Lab 7: Virtual File System
In this lab, you will manipulate structures from the Virtual File System (VFS), in particular the dentry cache.
Task 1: Patching the kernel
In this lab, you will need a slightly modified version of the kernel to export some variables. Instead of directly changing the sources, you will apply this patch.
Question 1
Read the patch to understand what it does.
Apply the patch with the patch
command from the root of your kernel sources tree. Note that you will need the -p1
option to tell patch
to ignore the first level in the paths of the patch.
If building the kernel takes a lot of time on your machine, don’t do it yet! Wait for the next question!
You can also use git
to apply the patches if you prefer.
Question 2
For this lab, you will also need to access the variable d_hash_shift
. Find where it is located in the kernel source. Can you use it in a module? If not, make the necessary changes to be able to.
Question 3
In order to be able to easily apply these changes in the future, generate a new patch that contains the changes of the patch provided to you as well as your modifications.
You can generate a patch with the diff
command. Make sure to use the unified format and to compare the whole source tree. You can check the man page of the command as well as the patch provided earlier for some tips.
Task 2: A not so private cache
This task is a grade submission! If it passes the tests, it will count towards the 10% of the grade for labs. The reference evaluation script can be found here.
Caution: You need to submit the patches from task 1 in addition to your module for the evaluation program to work!
Question 1
The dentry cache is a hash table that stores directory entries. By having a look at the kernel sources, find out the size of the hash table, i.e., the number of lists in it. More specifically, you can check out the d_hash()
function.
Question 2
Implement a module called weasel
that prints the address of the dentry cache hash table as well as its size, i.e., the number of buckets of the hash table.
Question 3
Modify your module to print the total number of entries in the table when you load it, as well as the length of the longest bucket.
What are your thoughts about the size of this cache, and the number of entries it contains? To help you have a better idea of this cache’s size, print the size of a dentry as well as the memory footprint of the dentry cache.
You can also fill up the cache with valid entries by accessing all the files in the system by running:
find / -type f -print0 | xargs -0 stat > /dev/null
You can also try to access random file names to create negative dentries.
The lists used in the hash table of the dentry cache are not struct list_head
s. They are a slightly different kind of list with a particular feature that you must use to access the lists safely! Have a look at their definition in the kernel sources and how to use them properly.
Question 4
We now want to be able to query the state of the dentry cache without having to load and unload the module. To do so, you will use the procfs.

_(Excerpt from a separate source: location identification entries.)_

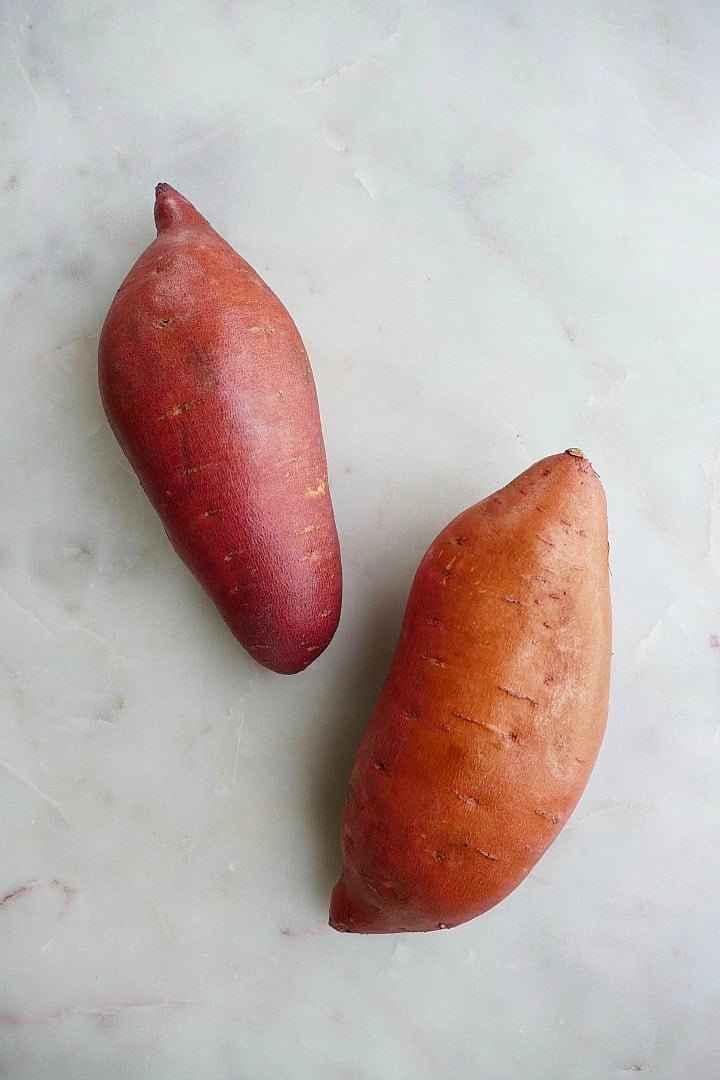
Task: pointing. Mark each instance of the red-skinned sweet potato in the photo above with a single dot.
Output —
(207, 387)
(493, 711)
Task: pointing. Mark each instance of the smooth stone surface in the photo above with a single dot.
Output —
(498, 229)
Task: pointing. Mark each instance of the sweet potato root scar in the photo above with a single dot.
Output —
(520, 697)
(471, 800)
(504, 733)
(179, 409)
(311, 556)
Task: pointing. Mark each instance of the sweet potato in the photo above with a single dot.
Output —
(492, 714)
(207, 387)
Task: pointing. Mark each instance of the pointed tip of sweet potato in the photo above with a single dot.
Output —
(173, 208)
(350, 917)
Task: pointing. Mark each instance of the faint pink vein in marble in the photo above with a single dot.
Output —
(23, 890)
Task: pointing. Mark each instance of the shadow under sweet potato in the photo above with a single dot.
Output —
(356, 687)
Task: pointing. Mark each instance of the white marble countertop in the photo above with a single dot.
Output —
(498, 228)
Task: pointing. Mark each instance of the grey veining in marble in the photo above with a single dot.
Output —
(498, 228)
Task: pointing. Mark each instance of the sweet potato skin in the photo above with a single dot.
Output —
(207, 387)
(493, 711)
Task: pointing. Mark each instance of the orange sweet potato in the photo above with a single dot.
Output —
(493, 711)
(207, 387)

Modify your module so that it creates the directory /proc/weasel
, as well as a file /proc/weasel/whoami
that prints "I'm a weasel!"
when read. You can use the function proc_mkdir()
, proc_create()
and remove_proc_entry()
.
You will need to declare a struct proc_ops
for your procfs file. Although the name of the members differs, you can use it in the same way as a struct file_operations
.
Question 5
Add a file info
in /proc/weasel/info
. Instead of printing stats about the dcache when the module is loaded, we are using the file info
for that. The following format is expected for evaluation:
$ cat /proc/weasel/info
address: 0xffff333063ab0180
size: 42
entries: 17
longest: 1 entries
Make sure you are using 0x%px
as printk format specifier for the address.
Question 6
In order to export the dentry cache content to user space, implement a procfs file /proc/weasel/dcache
that lists the content of the dentry cache. You can implement this with a simplified version of seq files. Instead of implementing a struct seq_operations
, you can just use the single_open()
function in your open function in the struct proc_ops
and set the other function pointers properly. You can find multiple examples in the kernel sources.
Print each path on a separate line:
$ cat /proc/weasel/dcache
/events/xfs/xfs_pwork_init/id
/module/pcie_aspm/driver
/systemd/netif/leases
/lib/libkrb5.so.3.3
/events/xfs/xfs_log_ticket_ungrant_exit/trigger
/events/kvmmmu/kvm_mmu_set_accessed_bit/enable
/events/xfs/xfs_ag_resv_critical/enable
/events/ext4/ext4_fsmap_mapping/enable
/home/lkp/.local/share
/events/syscalls/sys_enter_arch_prctl/id
To get the full path of a dentry, you can look up exported functions in fs/d_path.c
.
Question 7
In the terminal of the VM, try to execute a non-existent program, e.g., foo and look it up in your /proc/weasel/dcache
file. From this output, infer the content of your $PATH
environment variable. Why are these errors recorded in the dentry cache?
Question 8
Sometimes, when a user tries to authenticate themselves with a command such as su
, they might type their password a second time directly in case of failure. This leads the shell to interpret this as a command.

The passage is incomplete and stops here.